Embora possa ser um exagero dizer que se voltou à "organização salazarista" do vinho do Porto, como afirma Manuel Carvalho no editorial do Público de ontem, e não seja de excluir à partida o regresso ao estatuto da Casa do Douro anterior a 2014, isso suscita duas questões complicadas:
- primeiro, o estatuto de associação pública profissional supõe o desempenho de atribuições públicas suficientemente relevantes para justificar a criação legal de uma "corporação pública" e o afastamento da liberdade de associação, o que não parece ser o caso, pois a nova Casa do Douro não dispõe de nenhum poder de autoridade;
- a representação da vitivinicultura por uma associação oficial unicitária e obrigatória, sem paralelo em nenhuma outra região demarcada, introduz uma óbvia assimetria em relação à representação profissional dos comerciantes/exportadores no conselho interprofissional de representação paritária de corregulação dos vinhos do Porto e do Douro.
2. Além disso, o novo estatuto oficial da CdD recupera alguns traços dos antigos "grémios corporativos" - como a competência para "desenvolver atividade comercial no domínio dos fatores de produção ligados à agricultura" e de "representar os associados (...) em convenções coletivas de trabalho" -, manifestamente conflituantes com a ordem constitucional vigente.
Não é fácil, em geral, acomodar a existência de entidades públicas de representação profissional numa ordem constitucional liberal-democrática, como se verifica desde logo com as ordens profissionais.
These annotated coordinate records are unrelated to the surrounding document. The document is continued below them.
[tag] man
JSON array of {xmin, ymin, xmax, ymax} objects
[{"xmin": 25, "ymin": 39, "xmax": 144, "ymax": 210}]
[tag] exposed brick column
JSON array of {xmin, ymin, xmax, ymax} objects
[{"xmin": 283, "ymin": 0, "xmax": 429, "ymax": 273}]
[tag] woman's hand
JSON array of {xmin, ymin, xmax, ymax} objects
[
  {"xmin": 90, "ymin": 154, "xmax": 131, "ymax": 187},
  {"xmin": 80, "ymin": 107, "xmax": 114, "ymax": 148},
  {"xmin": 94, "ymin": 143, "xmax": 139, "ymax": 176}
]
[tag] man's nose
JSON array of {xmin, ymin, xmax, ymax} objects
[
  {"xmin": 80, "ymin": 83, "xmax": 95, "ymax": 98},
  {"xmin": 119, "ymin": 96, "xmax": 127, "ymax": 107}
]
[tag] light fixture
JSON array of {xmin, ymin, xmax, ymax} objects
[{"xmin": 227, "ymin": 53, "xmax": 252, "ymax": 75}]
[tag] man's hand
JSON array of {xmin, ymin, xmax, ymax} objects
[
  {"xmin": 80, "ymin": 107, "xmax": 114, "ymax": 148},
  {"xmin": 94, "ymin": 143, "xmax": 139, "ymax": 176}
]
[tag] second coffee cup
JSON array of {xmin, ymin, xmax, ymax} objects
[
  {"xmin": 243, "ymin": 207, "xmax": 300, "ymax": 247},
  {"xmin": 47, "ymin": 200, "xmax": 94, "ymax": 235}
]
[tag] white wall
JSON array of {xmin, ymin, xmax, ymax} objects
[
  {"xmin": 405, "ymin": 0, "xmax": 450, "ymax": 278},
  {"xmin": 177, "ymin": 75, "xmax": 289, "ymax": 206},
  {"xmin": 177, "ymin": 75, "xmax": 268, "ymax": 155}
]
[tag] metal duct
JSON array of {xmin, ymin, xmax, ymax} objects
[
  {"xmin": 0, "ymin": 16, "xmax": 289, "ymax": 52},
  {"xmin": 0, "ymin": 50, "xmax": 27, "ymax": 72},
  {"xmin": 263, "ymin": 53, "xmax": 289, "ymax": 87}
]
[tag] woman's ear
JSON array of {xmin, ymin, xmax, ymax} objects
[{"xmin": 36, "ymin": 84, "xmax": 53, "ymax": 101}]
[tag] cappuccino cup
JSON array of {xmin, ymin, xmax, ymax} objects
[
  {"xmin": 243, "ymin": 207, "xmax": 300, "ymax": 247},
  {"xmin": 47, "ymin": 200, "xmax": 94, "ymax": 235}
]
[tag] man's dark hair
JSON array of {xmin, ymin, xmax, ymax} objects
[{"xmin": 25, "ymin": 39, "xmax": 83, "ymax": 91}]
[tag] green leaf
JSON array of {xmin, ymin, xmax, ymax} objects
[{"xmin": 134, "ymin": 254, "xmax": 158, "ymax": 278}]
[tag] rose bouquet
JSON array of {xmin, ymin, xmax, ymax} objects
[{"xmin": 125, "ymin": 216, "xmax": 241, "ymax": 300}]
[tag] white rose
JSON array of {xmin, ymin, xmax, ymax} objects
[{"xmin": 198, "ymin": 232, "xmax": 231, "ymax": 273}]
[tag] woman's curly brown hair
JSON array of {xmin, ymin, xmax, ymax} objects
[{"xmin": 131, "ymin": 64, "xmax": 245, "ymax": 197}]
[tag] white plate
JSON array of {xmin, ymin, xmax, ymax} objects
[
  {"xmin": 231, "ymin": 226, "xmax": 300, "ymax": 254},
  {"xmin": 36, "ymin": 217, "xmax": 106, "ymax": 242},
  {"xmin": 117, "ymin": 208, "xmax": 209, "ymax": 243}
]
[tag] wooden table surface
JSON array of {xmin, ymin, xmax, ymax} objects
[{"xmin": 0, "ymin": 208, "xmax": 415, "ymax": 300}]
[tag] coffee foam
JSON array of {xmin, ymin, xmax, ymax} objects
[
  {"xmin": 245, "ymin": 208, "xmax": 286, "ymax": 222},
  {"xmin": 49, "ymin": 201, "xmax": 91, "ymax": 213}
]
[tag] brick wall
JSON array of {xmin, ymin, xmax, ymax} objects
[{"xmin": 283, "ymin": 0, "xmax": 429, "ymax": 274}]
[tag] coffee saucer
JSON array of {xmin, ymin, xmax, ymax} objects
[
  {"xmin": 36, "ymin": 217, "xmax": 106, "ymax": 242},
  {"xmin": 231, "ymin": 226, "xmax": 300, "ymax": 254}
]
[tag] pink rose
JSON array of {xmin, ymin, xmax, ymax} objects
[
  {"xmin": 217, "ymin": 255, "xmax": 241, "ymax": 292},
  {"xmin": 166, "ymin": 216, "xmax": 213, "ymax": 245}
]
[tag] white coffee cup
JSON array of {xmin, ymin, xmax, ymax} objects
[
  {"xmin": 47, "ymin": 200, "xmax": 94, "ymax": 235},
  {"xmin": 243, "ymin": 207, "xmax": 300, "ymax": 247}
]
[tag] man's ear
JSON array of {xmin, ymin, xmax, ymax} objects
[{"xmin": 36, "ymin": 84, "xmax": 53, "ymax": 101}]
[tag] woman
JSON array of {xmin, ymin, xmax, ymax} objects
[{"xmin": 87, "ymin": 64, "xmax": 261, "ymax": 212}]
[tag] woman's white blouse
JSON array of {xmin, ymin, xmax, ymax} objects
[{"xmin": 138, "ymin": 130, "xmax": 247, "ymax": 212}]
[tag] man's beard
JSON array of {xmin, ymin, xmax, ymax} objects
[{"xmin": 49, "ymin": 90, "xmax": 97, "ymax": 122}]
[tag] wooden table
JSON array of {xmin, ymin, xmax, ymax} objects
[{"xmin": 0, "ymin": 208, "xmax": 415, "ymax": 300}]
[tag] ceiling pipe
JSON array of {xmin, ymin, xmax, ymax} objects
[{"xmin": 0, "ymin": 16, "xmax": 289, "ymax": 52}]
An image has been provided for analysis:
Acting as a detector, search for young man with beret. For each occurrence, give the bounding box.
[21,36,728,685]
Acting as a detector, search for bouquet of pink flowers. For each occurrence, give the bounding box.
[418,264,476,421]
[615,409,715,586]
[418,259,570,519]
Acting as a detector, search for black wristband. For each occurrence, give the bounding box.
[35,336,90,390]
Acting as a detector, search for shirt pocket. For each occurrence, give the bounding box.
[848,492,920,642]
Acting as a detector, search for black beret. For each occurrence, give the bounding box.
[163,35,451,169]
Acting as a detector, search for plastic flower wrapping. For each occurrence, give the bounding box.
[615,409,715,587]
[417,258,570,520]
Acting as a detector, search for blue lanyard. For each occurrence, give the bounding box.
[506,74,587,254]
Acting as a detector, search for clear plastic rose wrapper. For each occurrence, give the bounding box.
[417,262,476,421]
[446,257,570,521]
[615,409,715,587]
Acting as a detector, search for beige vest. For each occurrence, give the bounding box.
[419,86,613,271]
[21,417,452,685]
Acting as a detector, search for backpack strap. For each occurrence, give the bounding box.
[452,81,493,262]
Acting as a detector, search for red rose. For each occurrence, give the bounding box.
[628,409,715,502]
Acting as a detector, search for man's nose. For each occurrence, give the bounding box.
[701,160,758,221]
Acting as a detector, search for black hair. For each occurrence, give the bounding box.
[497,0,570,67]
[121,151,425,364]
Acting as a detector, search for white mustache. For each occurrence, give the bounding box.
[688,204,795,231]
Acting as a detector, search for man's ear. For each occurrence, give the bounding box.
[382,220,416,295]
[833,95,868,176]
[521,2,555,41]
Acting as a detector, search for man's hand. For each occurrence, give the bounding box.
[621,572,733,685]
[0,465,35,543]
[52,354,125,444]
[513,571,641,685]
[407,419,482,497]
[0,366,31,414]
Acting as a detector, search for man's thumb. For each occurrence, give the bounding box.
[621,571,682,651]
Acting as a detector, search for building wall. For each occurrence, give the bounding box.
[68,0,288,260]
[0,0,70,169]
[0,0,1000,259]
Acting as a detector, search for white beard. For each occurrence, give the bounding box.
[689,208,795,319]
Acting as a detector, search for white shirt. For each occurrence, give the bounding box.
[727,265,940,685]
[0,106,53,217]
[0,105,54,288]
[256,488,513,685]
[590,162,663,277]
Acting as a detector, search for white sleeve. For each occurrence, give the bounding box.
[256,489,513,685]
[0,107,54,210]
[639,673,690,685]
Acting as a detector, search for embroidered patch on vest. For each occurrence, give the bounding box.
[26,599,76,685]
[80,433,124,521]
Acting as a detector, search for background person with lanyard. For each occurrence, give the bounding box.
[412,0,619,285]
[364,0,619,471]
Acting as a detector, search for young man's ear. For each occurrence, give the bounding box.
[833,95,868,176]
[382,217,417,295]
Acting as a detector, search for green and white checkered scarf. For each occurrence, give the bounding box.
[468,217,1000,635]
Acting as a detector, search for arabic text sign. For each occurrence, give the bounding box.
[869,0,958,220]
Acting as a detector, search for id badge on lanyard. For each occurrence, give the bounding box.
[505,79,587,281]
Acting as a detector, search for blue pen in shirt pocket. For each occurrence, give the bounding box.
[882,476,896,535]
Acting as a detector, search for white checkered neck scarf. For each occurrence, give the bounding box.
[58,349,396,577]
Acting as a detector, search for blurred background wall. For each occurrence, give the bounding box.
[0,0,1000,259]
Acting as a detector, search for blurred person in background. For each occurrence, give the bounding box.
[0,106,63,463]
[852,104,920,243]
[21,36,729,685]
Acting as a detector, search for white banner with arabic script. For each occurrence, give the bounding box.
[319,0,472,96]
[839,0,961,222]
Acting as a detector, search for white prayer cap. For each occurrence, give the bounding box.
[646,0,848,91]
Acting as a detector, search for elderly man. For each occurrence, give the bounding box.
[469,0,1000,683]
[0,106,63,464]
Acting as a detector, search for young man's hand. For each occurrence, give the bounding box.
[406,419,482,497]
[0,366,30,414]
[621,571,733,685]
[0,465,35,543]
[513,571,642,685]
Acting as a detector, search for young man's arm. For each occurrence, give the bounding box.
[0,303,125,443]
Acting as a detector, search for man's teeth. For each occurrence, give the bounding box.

Mais problemáticas se tornam ainda quando elas assumem poderes que só podem caber a entidades privadas, como é o caso.
Adenda
Um leitor objeta que, se a Casa do Douro persistiu como entidade pública na atual ordem constitucional entre 1976 e 2014, não vê razão para não voltar a ter o mesmo estatuto. Há algumas importantes diferenças, porém: (i) nessa altura a CdD não deixou de exercer alguns poderes públicos de regulação, que poderiam justificar a sua existência como entidade oficial; (ii) parece manifesto que esse estatuto não proporcionou à CdD um desempenho especialmente bem-sucedido; (iii) uma coisa é manter uma instituição por inércia, apesar de problemática, e outra coisa é repristiná-la depois de extinta, num modelo ainda mais problemático.
Adenda 2
Outro leitor lamenta que a Casa do Douro, património histórico coletivo da vitivinicultura duriense, acabe nas mãos de uma associação privada de representação profissional. Mas não tem de ser assim. Por exemplo, poderia ser transformada num instituto de investigação sobre o Douro, afeto à UTAD.
Adenda 3 (9/4)
Defendendo a solução legislativa adotada, o deputado Ascenso Simões - cujo desempenho parlamentar, empenhamento cívico e frontalidade política admiro - não afasta, porém, nenhuma das reservas que acima suscitei. Para uma lei ser boa não basta ter o acordo dos interessados e beneficiários.